What about this? I'm dreading getting a cough, I'm always bad and now I won't be able to suck Locketts or drink hot toddies!

http://www.robitussin.ca/products/robitussin-cough-control-people-diabetes


----------



## SB2015 (Jan 9, 2017)

My cough medicine is a glass of hot water with lemon, ginger and honey in it ( and maybe a bit of something like whisky).  It soothes and stops me coughing.  I can measure how much honey I put in and bolus for it as necessary.


----------



## Kaylz (Jan 9, 2017)

Ditto said:


> What about this? I'm dreading getting a cough, I'm always bad and now I won't be able to suck Locketts or drink hot toddies!
> 
> http://www.robitussin.ca/products/robitussin-cough-control-people-diabetes


Sorry to jump on this thread but Hey @Ditto your back a few of us at least have wondered where you've been I hope your ok  x


----------



## Rosiecarmel (Jan 9, 2017)

Cough medicine, in general, doesn't work. The NHS choices Web page suggests that honey and lemon is just as effective as any cough medicine.

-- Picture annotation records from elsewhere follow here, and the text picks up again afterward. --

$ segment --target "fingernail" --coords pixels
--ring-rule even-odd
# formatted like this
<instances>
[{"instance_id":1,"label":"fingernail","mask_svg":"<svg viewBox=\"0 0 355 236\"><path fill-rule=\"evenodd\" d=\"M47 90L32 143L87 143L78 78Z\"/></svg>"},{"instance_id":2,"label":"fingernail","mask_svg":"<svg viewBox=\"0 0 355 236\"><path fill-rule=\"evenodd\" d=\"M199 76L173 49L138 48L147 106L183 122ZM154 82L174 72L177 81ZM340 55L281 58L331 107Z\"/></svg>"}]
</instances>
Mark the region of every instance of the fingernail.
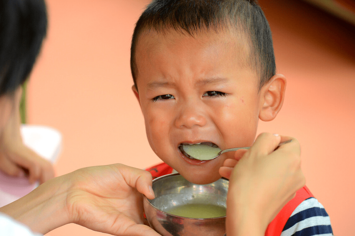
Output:
<instances>
[{"instance_id":1,"label":"fingernail","mask_svg":"<svg viewBox=\"0 0 355 236\"><path fill-rule=\"evenodd\" d=\"M22 178L25 176L24 173L23 171L20 171L17 174L17 177L19 178Z\"/></svg>"},{"instance_id":2,"label":"fingernail","mask_svg":"<svg viewBox=\"0 0 355 236\"><path fill-rule=\"evenodd\" d=\"M155 194L154 193L154 191L153 191L153 189L152 188L152 186L149 186L149 192L150 192L151 194L155 198Z\"/></svg>"}]
</instances>

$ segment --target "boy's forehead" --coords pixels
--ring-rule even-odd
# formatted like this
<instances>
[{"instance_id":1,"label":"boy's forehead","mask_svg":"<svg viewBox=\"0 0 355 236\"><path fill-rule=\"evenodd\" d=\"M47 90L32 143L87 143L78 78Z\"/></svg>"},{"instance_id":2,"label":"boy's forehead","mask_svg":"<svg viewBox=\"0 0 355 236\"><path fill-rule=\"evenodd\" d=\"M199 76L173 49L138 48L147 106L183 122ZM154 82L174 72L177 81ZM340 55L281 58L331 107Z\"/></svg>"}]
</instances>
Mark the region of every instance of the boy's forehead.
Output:
<instances>
[{"instance_id":1,"label":"boy's forehead","mask_svg":"<svg viewBox=\"0 0 355 236\"><path fill-rule=\"evenodd\" d=\"M249 67L251 64L248 40L244 34L230 31L217 32L206 30L191 35L182 30L169 29L158 32L152 29L142 32L137 39L135 57L138 74L142 61L151 60L152 56L159 55L163 51L175 54L189 47L193 51L197 47L209 53L222 50L235 58L234 60L241 66Z\"/></svg>"}]
</instances>

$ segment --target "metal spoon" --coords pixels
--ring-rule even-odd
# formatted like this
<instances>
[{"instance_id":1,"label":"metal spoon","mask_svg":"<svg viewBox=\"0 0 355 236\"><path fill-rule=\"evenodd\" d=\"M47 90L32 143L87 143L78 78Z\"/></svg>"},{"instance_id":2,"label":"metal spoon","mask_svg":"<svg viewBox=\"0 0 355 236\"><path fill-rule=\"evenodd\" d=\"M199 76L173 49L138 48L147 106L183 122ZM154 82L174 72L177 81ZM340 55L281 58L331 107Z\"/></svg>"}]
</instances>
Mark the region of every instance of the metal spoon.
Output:
<instances>
[{"instance_id":1,"label":"metal spoon","mask_svg":"<svg viewBox=\"0 0 355 236\"><path fill-rule=\"evenodd\" d=\"M279 144L279 145L277 146L276 148L275 149L275 150L276 150L279 148L279 147L283 145L285 143L289 143L292 141L292 139L290 139L289 140L288 140L287 141L285 141L285 142L282 142L282 143L280 143ZM221 154L224 153L225 152L233 152L233 151L236 151L237 150L239 150L240 149L250 149L251 147L246 147L244 148L228 148L228 149L226 149L225 150L223 150L223 151L221 151L218 153L217 155L215 157L214 157L212 158L212 159L210 159L210 160L212 160L218 157Z\"/></svg>"},{"instance_id":2,"label":"metal spoon","mask_svg":"<svg viewBox=\"0 0 355 236\"><path fill-rule=\"evenodd\" d=\"M289 142L291 142L291 140L288 140L288 141L286 141L286 142L283 142L281 143L280 143L279 144L278 146L277 146L277 147L276 148L275 150L277 149L277 148L281 145L284 144L285 143ZM224 153L227 152L233 152L234 151L236 151L237 150L239 150L240 149L249 149L251 147L247 147L244 148L229 148L228 149L226 149L223 151L221 150L220 152L219 152L217 153L216 153L215 154L215 155L217 154L217 155L216 155L215 157L214 157L213 156L213 153L211 152L209 152L209 153L206 153L206 155L204 155L203 154L202 154L201 153L199 153L198 156L196 156L196 155L193 154L192 153L191 153L191 150L196 150L196 149L192 149L192 150L191 150L191 149L190 149L190 150L189 151L189 149L190 148L190 147L191 147L190 146L185 146L184 147L183 147L182 149L184 149L184 152L185 152L185 153L186 154L187 154L190 156L191 157L193 157L195 159L197 159L197 160L213 160L216 158L217 157L219 157L222 153ZM185 148L187 149L185 149ZM218 149L219 149L218 148ZM219 150L220 149L219 149ZM215 151L217 151L217 152L218 151L218 150L215 150ZM214 152L215 151L214 150L213 151L213 152ZM215 152L214 153L215 153Z\"/></svg>"}]
</instances>

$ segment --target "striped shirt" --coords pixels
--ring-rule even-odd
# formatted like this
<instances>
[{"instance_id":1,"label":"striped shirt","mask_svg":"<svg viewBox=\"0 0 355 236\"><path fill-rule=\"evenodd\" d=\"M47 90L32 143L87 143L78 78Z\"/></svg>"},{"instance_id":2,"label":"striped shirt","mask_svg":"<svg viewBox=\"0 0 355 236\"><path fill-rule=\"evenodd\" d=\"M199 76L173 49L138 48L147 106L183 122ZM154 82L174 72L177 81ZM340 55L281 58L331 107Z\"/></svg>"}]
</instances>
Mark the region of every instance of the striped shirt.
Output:
<instances>
[{"instance_id":1,"label":"striped shirt","mask_svg":"<svg viewBox=\"0 0 355 236\"><path fill-rule=\"evenodd\" d=\"M287 220L281 236L333 235L330 219L324 207L310 197L300 204Z\"/></svg>"}]
</instances>

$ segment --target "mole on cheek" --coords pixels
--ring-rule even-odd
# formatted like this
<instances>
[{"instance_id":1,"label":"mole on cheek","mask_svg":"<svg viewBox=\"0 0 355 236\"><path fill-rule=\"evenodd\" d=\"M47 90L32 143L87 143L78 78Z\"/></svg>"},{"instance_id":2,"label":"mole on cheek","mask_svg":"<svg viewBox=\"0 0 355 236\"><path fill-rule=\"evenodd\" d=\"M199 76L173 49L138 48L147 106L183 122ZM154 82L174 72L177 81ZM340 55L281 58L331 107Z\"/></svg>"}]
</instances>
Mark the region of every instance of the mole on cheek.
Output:
<instances>
[{"instance_id":1,"label":"mole on cheek","mask_svg":"<svg viewBox=\"0 0 355 236\"><path fill-rule=\"evenodd\" d=\"M244 97L242 97L240 99L240 100L241 101L242 103L243 104L245 105L245 103L244 102L244 99L243 99L243 98L244 98Z\"/></svg>"}]
</instances>

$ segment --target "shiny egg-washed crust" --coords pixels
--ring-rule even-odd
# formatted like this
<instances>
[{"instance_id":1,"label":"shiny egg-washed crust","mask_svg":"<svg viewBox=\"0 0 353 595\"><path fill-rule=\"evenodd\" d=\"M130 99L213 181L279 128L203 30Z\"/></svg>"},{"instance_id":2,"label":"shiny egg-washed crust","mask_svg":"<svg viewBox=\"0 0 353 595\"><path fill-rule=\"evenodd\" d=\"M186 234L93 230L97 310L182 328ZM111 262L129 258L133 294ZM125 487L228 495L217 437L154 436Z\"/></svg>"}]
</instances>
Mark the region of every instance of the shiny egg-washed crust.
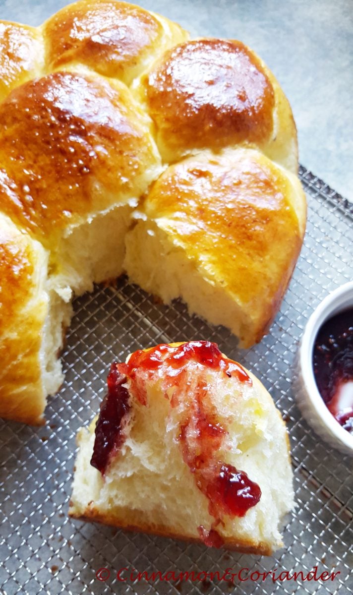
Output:
<instances>
[{"instance_id":1,"label":"shiny egg-washed crust","mask_svg":"<svg viewBox=\"0 0 353 595\"><path fill-rule=\"evenodd\" d=\"M114 0L69 5L37 28L0 21L0 212L21 230L27 246L38 240L49 250L51 281L63 238L109 209L136 204L160 175L161 158L175 162L204 142L217 151L225 142L246 142L296 170L290 108L260 58L240 42L188 38L168 19ZM168 95L163 76L170 65L176 89ZM13 258L15 270L14 253ZM21 299L13 299L14 320L28 304L36 340L28 322L20 340L13 333L10 349L13 327L0 308L0 349L6 346L14 365L26 354L26 365L17 365L17 380L9 380L0 397L0 414L15 419L24 417L9 400L11 383L23 411L32 402L38 412L44 406L38 362L45 321L31 299L40 263L45 276L39 259L31 274L23 273ZM17 278L7 280L9 295L18 290Z\"/></svg>"},{"instance_id":2,"label":"shiny egg-washed crust","mask_svg":"<svg viewBox=\"0 0 353 595\"><path fill-rule=\"evenodd\" d=\"M0 101L25 81L40 75L44 54L40 32L0 21Z\"/></svg>"},{"instance_id":3,"label":"shiny egg-washed crust","mask_svg":"<svg viewBox=\"0 0 353 595\"><path fill-rule=\"evenodd\" d=\"M118 82L46 75L13 91L0 122L2 211L47 246L87 216L138 198L158 167L146 116Z\"/></svg>"},{"instance_id":4,"label":"shiny egg-washed crust","mask_svg":"<svg viewBox=\"0 0 353 595\"><path fill-rule=\"evenodd\" d=\"M273 75L239 41L199 39L170 50L142 79L166 162L239 144L296 172L295 125Z\"/></svg>"},{"instance_id":5,"label":"shiny egg-washed crust","mask_svg":"<svg viewBox=\"0 0 353 595\"><path fill-rule=\"evenodd\" d=\"M189 36L176 23L114 0L65 7L46 21L43 33L51 68L82 62L128 85L164 49Z\"/></svg>"},{"instance_id":6,"label":"shiny egg-washed crust","mask_svg":"<svg viewBox=\"0 0 353 595\"><path fill-rule=\"evenodd\" d=\"M47 258L38 242L0 216L0 416L26 423L43 423L45 406L39 353Z\"/></svg>"},{"instance_id":7,"label":"shiny egg-washed crust","mask_svg":"<svg viewBox=\"0 0 353 595\"><path fill-rule=\"evenodd\" d=\"M251 321L251 333L240 337L243 346L259 341L301 248L306 208L298 178L253 149L204 152L170 166L140 210L148 225L153 222L204 278L239 304Z\"/></svg>"},{"instance_id":8,"label":"shiny egg-washed crust","mask_svg":"<svg viewBox=\"0 0 353 595\"><path fill-rule=\"evenodd\" d=\"M169 537L171 539L180 540L192 543L203 544L201 539L189 537L179 533L173 533L166 530L165 527L158 525L148 525L143 518L142 512L132 511L129 508L121 508L119 515L104 514L99 512L93 505L88 507L83 515L70 513L72 518L79 519L80 521L89 521L91 522L99 522L104 525L116 527L125 531L138 531L141 533L148 533L152 535L158 535L161 537ZM257 554L261 556L271 556L273 550L268 544L262 542L255 542L249 537L248 540L241 541L223 538L225 549L234 552L242 552L244 553Z\"/></svg>"}]
</instances>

Saying that, I always find buttercup syrup to be good although I think that's due to the soothing effect


----------



## trophywench (Jan 9, 2017)

Yep - all placebo effect, Rosie.

This viral cough that's about at the mo usually lasts 8-9 weeks, and all you can do to help if keep calm, keep warm - and carry on!  Ours started about 24th November, so we're looking forward to it easing.  Mine's chesty though - or rather - simply, snotty.  I don't think what I cough up is coming up from the depths, more what's sliding down the back of my nose really.  TMI.  Hey ho.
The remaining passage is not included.